Каждое утро я вставал в пять, чтобы пробежать две мили по вашингтонской Эспланаде[65], мимо памятников жертвам Второй мировой, корейской и вьетнамской войн и мемориала Линкольна. И всякий раз я совершал нехитрый ритуал: задерживался у великолепной белой статуи Линкольна, желал ему доброго утра – и печально спрашивал: «Как ты с этим справлялся?»

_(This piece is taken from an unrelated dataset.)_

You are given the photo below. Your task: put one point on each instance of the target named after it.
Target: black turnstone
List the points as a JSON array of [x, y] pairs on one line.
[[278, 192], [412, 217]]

* * *Впервые я публично поделился своим беспокойством по поводу Афганистана на заседании сенатского комитета по делам вооруженных сил 22 сентября 2008 года, через пять дней после визита в эту страну. На слушаниях меня сопровождал генерал Картрайт. Подобно остальным я был уверен, что это мои последние слушания в должности министра обороны, и потому большинство сенаторов предваряли свои вопросы двумя-тремя добрыми словами в мой адрес. Покончив с панегириками, мы наконец перешли к делу. Левин спросил, почему мы оперативно не откликнулись на просьбу командующего направить больше солдат в Афганистан. Я ответил, что численность запрашиваемых подкреплений неоднократно изменялась, окончательную цифру я услышал от Маккирнана только на прошлой неделе, когда находился в Афганистане. Однако, продолжил я, «мы должны подумать о том, сколько военнослужащих допустимо для Соединенных Штатов разместить в Афганистане и куда лучше направлять ресурсы, чтобы восстановить афганский потенциал». Я добавил, что без нового увеличения длительности службы в зонах боевых действий и без продления сроков базирования дислоцированных там частей мы не отыщем нужного количества солдат, хотя вполне способны удовлетворить потребности в живой силе весной или летом 2009 года.
Левин задал затем провокационный вопрос с политическим подтекстом: можно ли быстрее отреагировать на просьбу командующего в Афганистане за счет ускорения темпов вывода войск из Ирака? Генерал Картрайт ответил, что сначала необходимо создать в Афганистане дополнительную инфраструктуру и соответственно изменить циклы развертывания и переподготовки, так как в настоящее время эти циклы рассчитаны на тяжелые бригадные группы, востребованные в Ираке, а для Афганистана нужны иные формирования. Сенатор Джефф Сешнс из Алабамы поинтересовался, не должны ли мы вести себя в Афганистане «скромнее, чем до сих пор», в том, что касается наших планов переделать эту страну. Вопрос был как нельзя более кстати. Я сказал: «Мы должны внимательнее прислушиваться к тому, что говорит афганское руководство. Если афганский народ начнет воспринимать иностранцев как оккупантов, у нас ничего не выйдет; следует убедиться, что наши интересы совпадают с интересами афганского народа».